You are viewing a plain text version of this content. The canonical link for it is here.
Posted to issues@nifi.apache.org by "Dmitry Mashkov (JIRA)" <ji...@apache.org> on 2019/03/14 06:50:00 UTC

[jira] [Comment Edited] (NIFI-6093) SplitRecord processor doesn't propagate fragment* attributes to original relationship

    [ https://issues.apache.org/jira/browse/NIFI-6093?page=com.atlassian.jira.plugin.system.issuetabpanels:comment-tabpanel&focusedCommentId=16792403#comment-16792403 ] 

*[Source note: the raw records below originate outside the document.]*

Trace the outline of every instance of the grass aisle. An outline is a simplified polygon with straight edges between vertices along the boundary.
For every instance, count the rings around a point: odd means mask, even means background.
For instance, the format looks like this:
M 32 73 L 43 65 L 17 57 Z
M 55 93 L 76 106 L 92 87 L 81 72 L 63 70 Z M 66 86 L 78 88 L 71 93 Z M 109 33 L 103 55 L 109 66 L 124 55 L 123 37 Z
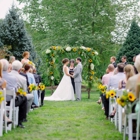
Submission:
M 16 128 L 0 140 L 122 140 L 114 124 L 105 120 L 99 94 L 82 101 L 48 102 L 28 115 L 25 129 Z

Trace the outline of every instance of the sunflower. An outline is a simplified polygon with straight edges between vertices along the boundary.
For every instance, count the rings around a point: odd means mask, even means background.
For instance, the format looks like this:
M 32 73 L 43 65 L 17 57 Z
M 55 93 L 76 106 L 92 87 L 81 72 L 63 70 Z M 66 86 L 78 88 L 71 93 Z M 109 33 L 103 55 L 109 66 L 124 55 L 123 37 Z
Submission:
M 134 94 L 131 93 L 131 92 L 129 92 L 129 93 L 128 93 L 128 100 L 129 100 L 130 102 L 134 102 L 135 99 L 136 99 L 136 98 L 135 98 Z
M 56 50 L 56 46 L 52 46 L 52 49 L 53 49 L 53 50 Z
M 76 52 L 76 51 L 77 51 L 77 49 L 76 49 L 76 48 L 73 48 L 72 50 L 73 50 L 74 52 Z
M 52 71 L 50 71 L 50 75 L 52 75 L 53 74 L 53 72 Z
M 110 90 L 110 91 L 109 91 L 109 95 L 110 95 L 111 98 L 114 98 L 115 95 L 116 95 L 116 93 L 115 93 L 114 90 Z
M 92 59 L 89 59 L 88 62 L 89 62 L 89 63 L 92 63 Z
M 91 51 L 91 48 L 86 48 L 86 50 L 87 50 L 88 52 L 90 52 L 90 51 Z
M 93 79 L 93 76 L 90 76 L 90 80 L 92 80 Z
M 94 75 L 94 74 L 95 74 L 95 72 L 94 72 L 94 71 L 91 71 L 91 74 L 92 74 L 92 75 Z

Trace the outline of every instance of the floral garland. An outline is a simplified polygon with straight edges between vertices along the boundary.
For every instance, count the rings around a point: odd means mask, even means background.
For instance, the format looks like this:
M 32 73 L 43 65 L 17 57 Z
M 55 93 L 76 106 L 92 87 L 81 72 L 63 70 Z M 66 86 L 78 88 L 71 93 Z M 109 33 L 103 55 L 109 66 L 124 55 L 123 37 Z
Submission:
M 89 47 L 70 47 L 70 46 L 51 46 L 46 50 L 46 62 L 47 62 L 47 76 L 50 82 L 55 80 L 55 70 L 57 69 L 57 58 L 65 53 L 76 53 L 82 60 L 85 60 L 84 71 L 86 72 L 83 79 L 88 82 L 88 86 L 91 88 L 94 81 L 94 67 L 99 64 L 98 52 Z M 55 63 L 56 62 L 56 63 Z M 82 61 L 83 63 L 83 61 Z

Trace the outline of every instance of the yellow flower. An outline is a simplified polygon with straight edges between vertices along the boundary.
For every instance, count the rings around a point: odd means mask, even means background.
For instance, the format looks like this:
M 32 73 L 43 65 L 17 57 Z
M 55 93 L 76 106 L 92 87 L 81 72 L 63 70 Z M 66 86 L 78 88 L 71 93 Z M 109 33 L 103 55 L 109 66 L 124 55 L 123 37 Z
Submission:
M 115 95 L 116 95 L 116 93 L 115 93 L 114 90 L 110 90 L 110 91 L 109 91 L 109 94 L 110 94 L 110 97 L 111 97 L 111 98 L 114 98 Z
M 92 75 L 94 75 L 94 73 L 95 73 L 94 71 L 91 71 L 91 74 L 92 74 Z
M 90 51 L 91 51 L 91 48 L 86 48 L 86 50 L 87 50 L 88 52 L 90 52 Z
M 92 80 L 93 79 L 93 76 L 90 76 L 90 79 Z
M 73 50 L 74 52 L 76 52 L 76 51 L 77 51 L 77 49 L 76 49 L 76 48 L 73 48 L 72 50 Z
M 88 61 L 91 63 L 92 62 L 92 59 L 89 59 Z
M 128 93 L 128 100 L 129 100 L 130 102 L 133 102 L 135 99 L 136 99 L 136 98 L 135 98 L 134 94 L 131 93 L 131 92 L 129 92 L 129 93 Z
M 56 50 L 56 46 L 52 46 L 52 49 L 53 49 L 53 50 Z
M 52 71 L 50 71 L 50 75 L 52 75 L 53 74 L 53 72 Z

Dmitry Mashkov edited comment on NIFI-6093 at 3/14/19 6:49 AM:
---------------------------------------------------------------

Hi Matt,

 

My case is, I receive very huge XML files at once, one file 8GB, another 27GB. To make parsing process more reliable, I did chunk by chunk process, as I assume file contains millions of records, first step, I split it by 1million records, next step, each of 1m records split by 100k records, next step, each of 100k records split by 1000 records. Of course I need control when each step of chunking is complete, I use Wait/Notify. Wait processor needs info how many Notifications should expect to pass through 1 chunk. Please take a look to other "brothers" Split processors, whey are all copy info about splits to original relationship, exactly for these purposes. Of course, you are right, fragment.index useless on original relationship, but _count_ and _id_ should be present.

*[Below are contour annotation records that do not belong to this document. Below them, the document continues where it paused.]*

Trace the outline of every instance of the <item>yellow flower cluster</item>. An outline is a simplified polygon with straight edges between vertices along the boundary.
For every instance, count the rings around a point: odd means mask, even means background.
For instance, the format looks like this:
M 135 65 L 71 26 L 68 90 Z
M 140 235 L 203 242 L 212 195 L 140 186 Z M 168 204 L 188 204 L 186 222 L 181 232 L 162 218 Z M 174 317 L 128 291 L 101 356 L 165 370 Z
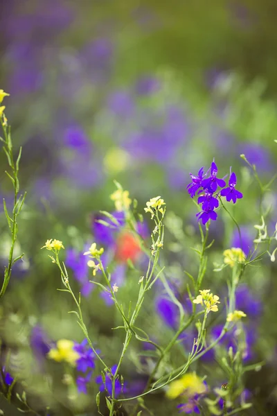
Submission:
M 244 263 L 247 257 L 241 248 L 235 248 L 234 247 L 225 250 L 223 255 L 225 264 L 228 264 L 232 268 L 236 263 Z
M 197 296 L 196 299 L 193 300 L 193 303 L 195 304 L 203 304 L 205 305 L 207 313 L 211 311 L 212 312 L 217 312 L 218 306 L 217 304 L 220 303 L 219 302 L 219 297 L 217 295 L 213 295 L 210 293 L 211 289 L 206 289 L 204 291 L 199 291 L 200 295 Z
M 0 89 L 0 104 L 2 103 L 4 97 L 9 96 L 9 94 L 7 94 L 6 92 L 4 92 L 4 91 L 3 89 Z M 1 107 L 0 107 L 0 117 L 2 116 L 3 114 L 3 112 L 4 111 L 6 107 L 5 105 L 2 105 Z
M 64 247 L 62 245 L 62 241 L 60 241 L 60 240 L 55 239 L 52 241 L 52 239 L 51 239 L 51 240 L 47 240 L 47 241 L 45 243 L 45 245 L 42 247 L 42 248 L 46 248 L 50 251 L 60 251 L 61 248 L 64 248 Z
M 165 209 L 162 205 L 165 205 L 166 202 L 160 196 L 152 198 L 150 201 L 146 202 L 146 208 L 144 209 L 145 212 L 150 212 L 152 215 L 151 218 L 153 218 L 156 211 L 159 211 L 161 214 L 164 214 Z
M 110 198 L 114 202 L 116 211 L 127 211 L 132 202 L 132 199 L 129 198 L 129 191 L 120 189 L 111 193 Z
M 235 322 L 236 321 L 240 320 L 242 318 L 245 318 L 247 314 L 242 311 L 234 311 L 233 312 L 230 312 L 227 315 L 227 322 Z
M 75 365 L 76 361 L 80 358 L 80 355 L 76 351 L 74 351 L 73 347 L 73 341 L 59 340 L 57 342 L 57 348 L 51 348 L 48 353 L 48 356 L 55 361 L 66 361 Z
M 170 383 L 166 397 L 174 399 L 181 395 L 186 395 L 189 398 L 195 395 L 201 395 L 206 390 L 205 384 L 195 373 L 187 373 L 179 380 Z
M 100 257 L 101 254 L 104 252 L 104 249 L 102 247 L 99 250 L 96 248 L 96 243 L 93 243 L 90 248 L 89 248 L 89 251 L 84 253 L 84 256 L 87 256 L 89 254 L 91 257 Z

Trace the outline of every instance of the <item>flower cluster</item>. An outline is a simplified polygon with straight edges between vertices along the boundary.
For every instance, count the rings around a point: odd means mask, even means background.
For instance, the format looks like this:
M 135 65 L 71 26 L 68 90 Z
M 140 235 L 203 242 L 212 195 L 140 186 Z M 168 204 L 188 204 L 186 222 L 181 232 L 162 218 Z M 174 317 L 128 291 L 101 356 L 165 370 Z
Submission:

If you have more questions, you are welcome. 


was (Author: dreadolph):
Hi Matt,

 

My case is, I received very huge XML files at once, one file 8GB, another 27GB. To make parsing process more reliable, I did chunk by chunk process, as I assume file contains millions of records, first step, I split it by 1million records, next step, each of 1m records split by 100k records, next step, each of 100k records split by 1000 records. Of course I need control when each step of chunking is complete, I use Wait/Notify. Wait processor needs info how many Notifications should expect to pass through 1 chunk. Please take a look to other "brothers" Split processors, whey are all copy info about splits to original relationship, exactly for these purposes. Of course, you are right, fragment.index useless on original relationship, but _count_ and _id_ should be present.

If you have more questions, you are welcome. 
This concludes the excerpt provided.